Eur Heart J Case Rep. 2025 Jan 10;9(1):ytaf007. doi: 10.1093/ehjcr/ytaf007. eCollection 2025 Jan.
The initial outcomes of transcatheter aortic valve replacement in patients with left ventricular outflow tract calcification are poor. Furthermore, balloon-expandable transcatheter aortic valve replacement is associated with an increased risk of annular rupture, and self-expandable transcatheter aortic valve replacement is associated with worse post-operative residual paravalvular leakage grades. Therefore, developing an optimal method for transcatheter aortic valve replacement for patients with left ventricular outflow tract calcification is desirable.

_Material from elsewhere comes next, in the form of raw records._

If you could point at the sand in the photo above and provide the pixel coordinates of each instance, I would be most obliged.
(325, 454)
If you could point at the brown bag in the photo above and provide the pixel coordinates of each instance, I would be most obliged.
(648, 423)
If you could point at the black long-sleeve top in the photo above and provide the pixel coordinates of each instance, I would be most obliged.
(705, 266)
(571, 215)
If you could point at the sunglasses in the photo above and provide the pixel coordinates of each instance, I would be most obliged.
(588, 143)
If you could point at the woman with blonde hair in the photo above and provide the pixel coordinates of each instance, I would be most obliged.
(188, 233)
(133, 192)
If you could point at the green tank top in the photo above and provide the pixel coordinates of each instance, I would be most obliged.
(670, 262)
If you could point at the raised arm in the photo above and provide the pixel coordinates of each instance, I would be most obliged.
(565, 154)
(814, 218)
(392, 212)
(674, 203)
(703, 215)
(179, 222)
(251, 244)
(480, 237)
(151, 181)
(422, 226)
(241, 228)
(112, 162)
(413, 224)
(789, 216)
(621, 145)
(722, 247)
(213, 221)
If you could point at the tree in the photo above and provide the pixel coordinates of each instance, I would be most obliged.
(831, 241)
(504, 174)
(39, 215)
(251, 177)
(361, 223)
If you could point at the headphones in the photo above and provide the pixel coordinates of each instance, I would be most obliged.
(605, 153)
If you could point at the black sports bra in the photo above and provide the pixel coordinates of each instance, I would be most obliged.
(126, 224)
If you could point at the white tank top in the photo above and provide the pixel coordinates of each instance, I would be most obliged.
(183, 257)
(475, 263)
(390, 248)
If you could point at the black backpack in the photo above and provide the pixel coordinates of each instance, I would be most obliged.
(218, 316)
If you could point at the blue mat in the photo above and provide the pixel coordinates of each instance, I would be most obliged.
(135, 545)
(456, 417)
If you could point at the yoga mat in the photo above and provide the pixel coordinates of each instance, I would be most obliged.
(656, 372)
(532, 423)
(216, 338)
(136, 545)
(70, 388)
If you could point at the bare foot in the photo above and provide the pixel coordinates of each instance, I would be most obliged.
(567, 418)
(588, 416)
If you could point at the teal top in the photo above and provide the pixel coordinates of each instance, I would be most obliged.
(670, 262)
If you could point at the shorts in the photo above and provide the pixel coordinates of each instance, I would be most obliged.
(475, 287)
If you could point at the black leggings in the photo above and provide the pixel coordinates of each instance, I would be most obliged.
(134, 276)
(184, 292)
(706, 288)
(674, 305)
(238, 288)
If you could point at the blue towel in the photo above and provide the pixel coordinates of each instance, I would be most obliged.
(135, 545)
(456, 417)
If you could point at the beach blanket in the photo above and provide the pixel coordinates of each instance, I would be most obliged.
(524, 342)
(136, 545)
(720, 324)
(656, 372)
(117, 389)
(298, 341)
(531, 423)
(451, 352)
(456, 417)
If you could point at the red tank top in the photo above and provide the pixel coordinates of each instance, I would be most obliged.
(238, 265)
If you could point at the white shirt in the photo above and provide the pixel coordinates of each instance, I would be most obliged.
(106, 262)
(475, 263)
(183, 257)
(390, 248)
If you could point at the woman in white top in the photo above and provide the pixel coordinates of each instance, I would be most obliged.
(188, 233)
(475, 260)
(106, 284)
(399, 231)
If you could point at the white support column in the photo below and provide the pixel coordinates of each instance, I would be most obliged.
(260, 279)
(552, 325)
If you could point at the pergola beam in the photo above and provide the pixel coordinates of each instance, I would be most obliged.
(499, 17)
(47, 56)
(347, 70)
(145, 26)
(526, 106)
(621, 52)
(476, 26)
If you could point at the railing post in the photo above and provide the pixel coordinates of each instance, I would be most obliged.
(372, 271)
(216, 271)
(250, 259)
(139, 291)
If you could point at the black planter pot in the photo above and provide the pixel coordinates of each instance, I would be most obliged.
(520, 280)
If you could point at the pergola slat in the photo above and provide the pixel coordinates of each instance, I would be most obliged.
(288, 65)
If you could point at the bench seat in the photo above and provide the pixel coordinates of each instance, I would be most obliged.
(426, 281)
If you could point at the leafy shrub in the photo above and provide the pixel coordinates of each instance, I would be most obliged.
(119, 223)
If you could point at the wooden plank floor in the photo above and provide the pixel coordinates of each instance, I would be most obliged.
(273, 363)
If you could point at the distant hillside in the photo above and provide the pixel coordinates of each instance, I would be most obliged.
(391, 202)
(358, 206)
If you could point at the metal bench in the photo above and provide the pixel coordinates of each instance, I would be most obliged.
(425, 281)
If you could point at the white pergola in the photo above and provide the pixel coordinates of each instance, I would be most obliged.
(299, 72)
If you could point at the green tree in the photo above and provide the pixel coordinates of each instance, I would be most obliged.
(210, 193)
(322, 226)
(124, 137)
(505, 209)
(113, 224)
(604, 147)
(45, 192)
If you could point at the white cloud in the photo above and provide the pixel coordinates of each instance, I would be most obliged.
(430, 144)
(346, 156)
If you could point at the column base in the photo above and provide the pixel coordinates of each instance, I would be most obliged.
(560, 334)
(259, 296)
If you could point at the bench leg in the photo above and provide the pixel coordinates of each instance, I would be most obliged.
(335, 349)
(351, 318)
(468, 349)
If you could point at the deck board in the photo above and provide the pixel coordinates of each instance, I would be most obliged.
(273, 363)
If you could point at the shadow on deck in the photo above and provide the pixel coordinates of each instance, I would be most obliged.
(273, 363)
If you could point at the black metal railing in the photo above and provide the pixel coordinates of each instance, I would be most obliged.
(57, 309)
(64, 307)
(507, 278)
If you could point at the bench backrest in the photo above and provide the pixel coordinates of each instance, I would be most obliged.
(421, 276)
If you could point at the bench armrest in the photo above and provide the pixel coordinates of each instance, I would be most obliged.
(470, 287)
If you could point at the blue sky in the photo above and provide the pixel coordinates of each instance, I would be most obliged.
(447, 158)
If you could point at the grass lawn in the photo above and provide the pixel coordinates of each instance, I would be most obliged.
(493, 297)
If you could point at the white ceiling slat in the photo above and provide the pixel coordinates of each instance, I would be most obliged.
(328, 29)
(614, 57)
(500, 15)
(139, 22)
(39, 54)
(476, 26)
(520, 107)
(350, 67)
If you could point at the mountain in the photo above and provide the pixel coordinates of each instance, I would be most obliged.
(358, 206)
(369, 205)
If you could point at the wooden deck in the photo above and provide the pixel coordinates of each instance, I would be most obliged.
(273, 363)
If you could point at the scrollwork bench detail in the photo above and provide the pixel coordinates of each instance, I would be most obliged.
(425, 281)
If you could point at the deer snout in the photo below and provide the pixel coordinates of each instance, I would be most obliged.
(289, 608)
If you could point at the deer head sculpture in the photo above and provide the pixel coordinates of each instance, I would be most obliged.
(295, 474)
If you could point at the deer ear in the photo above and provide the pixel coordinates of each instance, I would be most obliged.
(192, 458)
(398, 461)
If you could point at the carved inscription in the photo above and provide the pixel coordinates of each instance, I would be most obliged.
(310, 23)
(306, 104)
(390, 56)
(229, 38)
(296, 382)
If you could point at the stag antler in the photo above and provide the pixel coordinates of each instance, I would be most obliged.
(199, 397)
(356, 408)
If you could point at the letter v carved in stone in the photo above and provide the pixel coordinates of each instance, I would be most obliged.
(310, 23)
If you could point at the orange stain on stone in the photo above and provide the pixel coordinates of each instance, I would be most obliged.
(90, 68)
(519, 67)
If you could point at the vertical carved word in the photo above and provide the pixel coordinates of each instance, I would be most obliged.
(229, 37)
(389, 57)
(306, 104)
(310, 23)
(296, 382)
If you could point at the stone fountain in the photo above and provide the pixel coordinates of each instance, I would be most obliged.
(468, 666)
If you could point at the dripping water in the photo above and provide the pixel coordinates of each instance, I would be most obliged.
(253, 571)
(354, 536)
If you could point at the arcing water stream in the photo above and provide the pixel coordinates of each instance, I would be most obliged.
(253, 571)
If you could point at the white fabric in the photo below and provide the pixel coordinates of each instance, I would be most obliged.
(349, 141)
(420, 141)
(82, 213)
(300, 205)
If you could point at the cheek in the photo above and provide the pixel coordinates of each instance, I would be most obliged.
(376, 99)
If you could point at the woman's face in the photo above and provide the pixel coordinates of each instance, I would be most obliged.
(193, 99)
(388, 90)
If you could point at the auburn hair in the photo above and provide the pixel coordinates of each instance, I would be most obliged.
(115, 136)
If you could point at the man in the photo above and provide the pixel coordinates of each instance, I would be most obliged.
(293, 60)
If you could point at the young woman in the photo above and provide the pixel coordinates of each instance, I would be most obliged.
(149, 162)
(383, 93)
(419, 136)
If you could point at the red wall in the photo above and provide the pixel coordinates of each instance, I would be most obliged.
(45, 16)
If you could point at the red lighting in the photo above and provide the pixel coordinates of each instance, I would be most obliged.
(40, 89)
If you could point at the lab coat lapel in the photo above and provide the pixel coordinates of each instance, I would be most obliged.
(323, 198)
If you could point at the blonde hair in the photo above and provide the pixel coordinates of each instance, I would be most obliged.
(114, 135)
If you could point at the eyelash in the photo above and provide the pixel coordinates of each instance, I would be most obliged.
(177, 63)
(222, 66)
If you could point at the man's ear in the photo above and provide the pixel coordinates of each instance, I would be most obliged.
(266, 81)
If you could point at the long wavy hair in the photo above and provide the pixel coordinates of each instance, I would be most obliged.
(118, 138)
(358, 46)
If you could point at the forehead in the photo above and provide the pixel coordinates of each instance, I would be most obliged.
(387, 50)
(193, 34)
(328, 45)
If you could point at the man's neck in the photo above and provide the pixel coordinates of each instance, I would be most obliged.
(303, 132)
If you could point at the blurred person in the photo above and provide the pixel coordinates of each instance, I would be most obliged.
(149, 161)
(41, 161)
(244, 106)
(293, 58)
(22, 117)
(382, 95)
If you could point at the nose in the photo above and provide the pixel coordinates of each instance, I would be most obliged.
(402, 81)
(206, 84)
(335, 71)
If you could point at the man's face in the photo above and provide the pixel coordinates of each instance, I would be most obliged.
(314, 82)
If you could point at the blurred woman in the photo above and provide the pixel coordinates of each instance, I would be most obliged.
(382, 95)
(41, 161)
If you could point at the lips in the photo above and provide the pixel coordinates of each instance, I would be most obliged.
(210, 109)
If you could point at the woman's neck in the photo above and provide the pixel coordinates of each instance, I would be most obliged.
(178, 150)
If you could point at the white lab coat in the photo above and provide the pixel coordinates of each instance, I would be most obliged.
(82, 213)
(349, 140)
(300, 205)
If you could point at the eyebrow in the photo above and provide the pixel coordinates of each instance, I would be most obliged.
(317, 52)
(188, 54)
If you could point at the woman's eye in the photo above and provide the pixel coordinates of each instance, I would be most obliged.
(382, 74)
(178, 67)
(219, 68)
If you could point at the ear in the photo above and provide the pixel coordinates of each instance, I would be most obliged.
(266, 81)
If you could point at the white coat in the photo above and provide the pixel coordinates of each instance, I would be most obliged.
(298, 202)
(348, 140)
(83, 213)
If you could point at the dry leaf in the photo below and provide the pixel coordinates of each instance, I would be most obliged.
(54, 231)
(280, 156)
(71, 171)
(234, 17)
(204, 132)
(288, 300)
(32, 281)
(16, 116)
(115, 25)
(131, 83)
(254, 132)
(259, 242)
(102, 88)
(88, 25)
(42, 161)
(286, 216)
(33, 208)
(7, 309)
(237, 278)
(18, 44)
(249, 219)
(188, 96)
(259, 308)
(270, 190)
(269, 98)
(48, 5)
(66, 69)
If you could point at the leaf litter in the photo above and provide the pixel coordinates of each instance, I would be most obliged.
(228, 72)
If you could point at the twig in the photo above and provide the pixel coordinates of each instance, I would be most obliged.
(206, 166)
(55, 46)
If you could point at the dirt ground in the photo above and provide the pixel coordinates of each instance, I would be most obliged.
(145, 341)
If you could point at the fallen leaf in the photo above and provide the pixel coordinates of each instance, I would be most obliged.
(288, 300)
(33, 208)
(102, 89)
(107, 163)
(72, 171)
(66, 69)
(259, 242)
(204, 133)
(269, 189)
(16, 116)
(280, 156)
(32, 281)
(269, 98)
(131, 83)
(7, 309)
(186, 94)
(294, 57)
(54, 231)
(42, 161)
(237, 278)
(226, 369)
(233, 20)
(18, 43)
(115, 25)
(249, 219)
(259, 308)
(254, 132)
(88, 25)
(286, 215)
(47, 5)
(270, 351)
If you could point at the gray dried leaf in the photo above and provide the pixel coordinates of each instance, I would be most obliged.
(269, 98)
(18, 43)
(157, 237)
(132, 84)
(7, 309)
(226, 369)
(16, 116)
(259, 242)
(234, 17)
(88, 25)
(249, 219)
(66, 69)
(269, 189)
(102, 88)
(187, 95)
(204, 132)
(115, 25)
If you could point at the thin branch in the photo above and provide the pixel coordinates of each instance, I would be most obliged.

We present two cases of successful balloon-expandable transcatheter aortic valve replacement, wherein the transcatheter heart valve was implanted above the left ventricular outflow tract calcification to avoid annular rupture and paravalvular leakage, and one case each of balloon-expandable and self-expandable transcatheter aortic valve replacements, wherein the transcatheter heart valve was implanted at a normal height. Although annular rupture did not occur in any of the cases, more-than-mild paravalvular leakage persisted post-operatively in cases where the transcatheter heart valve was placed at a normal height.
Annular rupture is more likely to occur in areas with high calcification at the joint than in noncalcified areas. Furthermore, the greater the calcification in the landing zone of the transcatheter heart valve, the more the paravalvular leakage persists. Therefore, high implantation of transcatheter heart valves above the left ventricular outflow tract calcification can be an effective method to avoid annular rupture and paravalvular leakage.
左心室流出道钙化患者经导管主动脉瓣置换术的初始结果较差。此外,球囊扩张式经导管主动脉瓣置换术与瓣环破裂风险增加相关,而自膨胀式经导管主动脉瓣置换术与术后残余瓣周漏分级更差相关。因此,为左心室流出道钙化患者开发一种最佳的经导管主动脉瓣置换方法是很有必要的。
我们展示了两例球囊扩张式经导管主动脉瓣置换术成功的病例,其中经导管心脏瓣膜植入在左心室流出道钙化上方,以避免瓣环破裂和瓣周漏,还有一例球囊扩张式和一例自膨胀式经导管主动脉瓣置换术病例,其中经导管心脏瓣膜植入在正常高度。尽管所有病例均未发生瓣环破裂,但在经导管心脏瓣膜放置在正常高度的病例中,术后仍存在中度以上的瓣周漏。
瓣环破裂在关节钙化高的区域比在非钙化区域更易发生。此外,经导管心脏瓣膜着陆区钙化越严重,瓣周漏持续存在的可能性就越大。因此,将经导管心脏瓣膜高植入在左心室流出道钙化上方可以是避免瓣环破裂和瓣周漏的有效方法。